List of functions that use the low level API

If we call the keyword args of the low level API **LL we can write the entire functions of the treediffer library as follows:

# PHASE 1: diffing
def diff_subtree(parent_idA, nodeA, parent_idB, nodeB, **LL):
    "Compute the changes between the node `nodeA` in the old tree and the..."
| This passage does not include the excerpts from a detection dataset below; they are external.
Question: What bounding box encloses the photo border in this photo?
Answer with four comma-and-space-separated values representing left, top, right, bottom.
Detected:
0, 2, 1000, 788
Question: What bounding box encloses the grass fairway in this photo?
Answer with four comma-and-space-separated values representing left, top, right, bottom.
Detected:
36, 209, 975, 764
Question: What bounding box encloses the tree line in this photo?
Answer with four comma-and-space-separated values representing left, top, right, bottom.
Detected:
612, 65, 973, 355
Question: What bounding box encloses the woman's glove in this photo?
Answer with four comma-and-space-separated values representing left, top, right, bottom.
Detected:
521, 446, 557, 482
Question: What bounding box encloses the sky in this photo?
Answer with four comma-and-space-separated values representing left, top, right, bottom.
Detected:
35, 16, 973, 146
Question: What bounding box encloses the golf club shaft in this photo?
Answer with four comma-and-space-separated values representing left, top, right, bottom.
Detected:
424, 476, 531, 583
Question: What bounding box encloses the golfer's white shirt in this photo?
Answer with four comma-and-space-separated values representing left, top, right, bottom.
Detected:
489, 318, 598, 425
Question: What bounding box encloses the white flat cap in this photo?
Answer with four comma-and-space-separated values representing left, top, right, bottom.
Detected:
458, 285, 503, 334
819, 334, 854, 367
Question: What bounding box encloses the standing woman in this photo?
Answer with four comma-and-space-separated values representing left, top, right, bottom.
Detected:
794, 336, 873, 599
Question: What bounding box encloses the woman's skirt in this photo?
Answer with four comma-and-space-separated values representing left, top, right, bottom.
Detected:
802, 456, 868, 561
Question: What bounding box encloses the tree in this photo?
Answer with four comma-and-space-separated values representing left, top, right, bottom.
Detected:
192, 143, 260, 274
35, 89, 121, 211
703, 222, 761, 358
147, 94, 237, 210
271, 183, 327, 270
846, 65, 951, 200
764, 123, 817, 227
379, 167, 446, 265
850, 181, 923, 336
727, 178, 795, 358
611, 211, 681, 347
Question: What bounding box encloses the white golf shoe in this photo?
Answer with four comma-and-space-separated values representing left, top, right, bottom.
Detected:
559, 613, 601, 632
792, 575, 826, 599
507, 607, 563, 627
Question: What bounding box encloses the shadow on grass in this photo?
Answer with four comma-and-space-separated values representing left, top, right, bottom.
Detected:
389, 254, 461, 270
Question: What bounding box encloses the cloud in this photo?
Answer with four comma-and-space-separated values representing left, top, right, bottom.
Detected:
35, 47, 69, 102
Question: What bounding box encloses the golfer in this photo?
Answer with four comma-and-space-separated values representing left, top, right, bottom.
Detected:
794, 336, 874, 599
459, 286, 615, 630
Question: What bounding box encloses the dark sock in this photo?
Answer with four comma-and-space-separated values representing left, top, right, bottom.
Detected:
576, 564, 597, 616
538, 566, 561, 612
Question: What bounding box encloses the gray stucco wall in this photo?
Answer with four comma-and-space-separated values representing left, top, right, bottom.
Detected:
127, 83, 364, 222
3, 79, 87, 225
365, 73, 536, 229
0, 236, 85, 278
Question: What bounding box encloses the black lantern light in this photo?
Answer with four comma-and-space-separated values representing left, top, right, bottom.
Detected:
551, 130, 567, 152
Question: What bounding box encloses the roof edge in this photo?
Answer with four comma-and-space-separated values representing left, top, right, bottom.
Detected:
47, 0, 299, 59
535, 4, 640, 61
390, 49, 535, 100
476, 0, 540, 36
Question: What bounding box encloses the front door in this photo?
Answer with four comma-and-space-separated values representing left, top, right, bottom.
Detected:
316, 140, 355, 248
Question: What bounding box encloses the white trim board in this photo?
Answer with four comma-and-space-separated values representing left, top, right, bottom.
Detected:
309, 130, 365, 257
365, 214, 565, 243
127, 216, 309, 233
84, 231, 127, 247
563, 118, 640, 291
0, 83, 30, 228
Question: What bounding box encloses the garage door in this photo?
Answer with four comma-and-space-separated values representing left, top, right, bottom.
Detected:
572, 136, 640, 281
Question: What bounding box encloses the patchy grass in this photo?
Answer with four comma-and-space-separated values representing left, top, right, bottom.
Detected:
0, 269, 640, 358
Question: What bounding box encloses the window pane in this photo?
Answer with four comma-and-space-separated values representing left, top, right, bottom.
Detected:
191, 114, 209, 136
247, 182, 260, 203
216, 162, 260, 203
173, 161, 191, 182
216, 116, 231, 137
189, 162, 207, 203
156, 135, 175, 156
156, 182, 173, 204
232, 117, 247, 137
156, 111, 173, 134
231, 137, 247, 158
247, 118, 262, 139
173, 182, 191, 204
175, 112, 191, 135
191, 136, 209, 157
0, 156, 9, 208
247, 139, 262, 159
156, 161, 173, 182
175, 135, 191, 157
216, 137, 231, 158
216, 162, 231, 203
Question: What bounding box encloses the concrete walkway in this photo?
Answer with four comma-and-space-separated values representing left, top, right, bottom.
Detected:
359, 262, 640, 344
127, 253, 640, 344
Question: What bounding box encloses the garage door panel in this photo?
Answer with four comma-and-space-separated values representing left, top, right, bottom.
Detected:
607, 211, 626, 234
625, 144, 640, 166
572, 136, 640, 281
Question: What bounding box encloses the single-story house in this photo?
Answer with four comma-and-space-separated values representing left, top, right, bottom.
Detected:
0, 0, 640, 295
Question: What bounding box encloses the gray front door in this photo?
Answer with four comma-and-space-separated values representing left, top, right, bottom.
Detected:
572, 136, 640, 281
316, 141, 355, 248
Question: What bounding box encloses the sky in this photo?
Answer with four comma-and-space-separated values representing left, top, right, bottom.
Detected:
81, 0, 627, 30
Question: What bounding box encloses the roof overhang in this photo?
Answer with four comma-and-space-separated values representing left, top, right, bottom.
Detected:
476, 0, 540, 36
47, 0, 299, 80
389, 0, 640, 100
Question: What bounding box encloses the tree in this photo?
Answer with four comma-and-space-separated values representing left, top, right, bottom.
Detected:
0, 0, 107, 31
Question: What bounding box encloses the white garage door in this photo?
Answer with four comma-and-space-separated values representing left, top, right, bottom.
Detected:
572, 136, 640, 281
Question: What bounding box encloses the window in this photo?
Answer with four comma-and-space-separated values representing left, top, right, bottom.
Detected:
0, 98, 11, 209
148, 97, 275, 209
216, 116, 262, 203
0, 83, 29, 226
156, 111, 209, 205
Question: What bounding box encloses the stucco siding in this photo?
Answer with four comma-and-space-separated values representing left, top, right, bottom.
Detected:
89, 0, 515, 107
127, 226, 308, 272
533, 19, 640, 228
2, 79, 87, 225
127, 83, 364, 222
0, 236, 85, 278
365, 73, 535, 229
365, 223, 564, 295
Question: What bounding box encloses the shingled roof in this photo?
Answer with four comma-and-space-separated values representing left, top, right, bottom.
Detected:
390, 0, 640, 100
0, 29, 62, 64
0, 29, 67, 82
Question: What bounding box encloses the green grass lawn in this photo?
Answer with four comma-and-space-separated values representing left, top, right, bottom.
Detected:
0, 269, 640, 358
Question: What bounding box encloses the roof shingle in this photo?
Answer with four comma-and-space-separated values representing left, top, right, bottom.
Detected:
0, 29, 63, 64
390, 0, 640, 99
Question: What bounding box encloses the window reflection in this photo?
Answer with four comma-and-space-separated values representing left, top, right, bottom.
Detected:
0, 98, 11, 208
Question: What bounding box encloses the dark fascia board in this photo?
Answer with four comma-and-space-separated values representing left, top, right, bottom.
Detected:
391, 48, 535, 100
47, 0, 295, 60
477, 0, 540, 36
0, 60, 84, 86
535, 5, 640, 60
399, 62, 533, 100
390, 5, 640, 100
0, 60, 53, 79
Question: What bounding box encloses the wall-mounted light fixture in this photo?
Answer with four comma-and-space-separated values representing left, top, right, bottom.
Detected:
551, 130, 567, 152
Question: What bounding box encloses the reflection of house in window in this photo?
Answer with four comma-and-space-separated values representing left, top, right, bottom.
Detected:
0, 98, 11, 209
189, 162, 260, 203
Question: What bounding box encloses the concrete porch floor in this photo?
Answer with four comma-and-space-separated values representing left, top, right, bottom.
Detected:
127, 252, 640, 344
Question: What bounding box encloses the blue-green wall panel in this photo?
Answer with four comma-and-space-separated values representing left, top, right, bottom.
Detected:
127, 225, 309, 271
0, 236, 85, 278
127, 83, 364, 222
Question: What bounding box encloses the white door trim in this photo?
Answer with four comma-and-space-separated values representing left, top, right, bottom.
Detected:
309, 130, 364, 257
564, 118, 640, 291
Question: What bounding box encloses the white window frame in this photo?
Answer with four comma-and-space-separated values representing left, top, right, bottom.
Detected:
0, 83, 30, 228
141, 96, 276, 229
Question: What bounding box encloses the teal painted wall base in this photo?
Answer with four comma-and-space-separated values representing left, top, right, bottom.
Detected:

    def diff_attributes(nodeA, nodeB, **LL):
        "Compute the diff between the attributes of `nodeA` and `nodeB`.
        def diff_files(listA, listB):
             "Compute the diff of two lists for files, treating them as set-like.""
        def diff_assessment_items(listA, listB, **LL):
            "Compute the diff between the lists of assessment items `listA` and `listB`,

    def diff_children(parent_idA, childrenA, parent_idB, childrenB, **LL):
        "Compute the diff between the nodes in `childrenA` and the nodes in `childrenB`."

# PHASE 2: move detection
def detect_moves(nodes_deleted, nodes_added):
    "Look for nodes with the same `content_id` that appear in both lists, ..."

# PHASE 3: simplification
def simplify_diff(raw_diff):

# PHASE 4: restructuring
def restructure_diff(simplified_diff):

The “main” work happens in diff_subtree which computes the diff of node attributes and recursively calls diff_subtree on all children down the tree (PHASE 1). Node moves are detected are detected as a post-processing step (PHASE 2), and so are the format conversions for presentation needs (PHASE 3 and PHASE 4).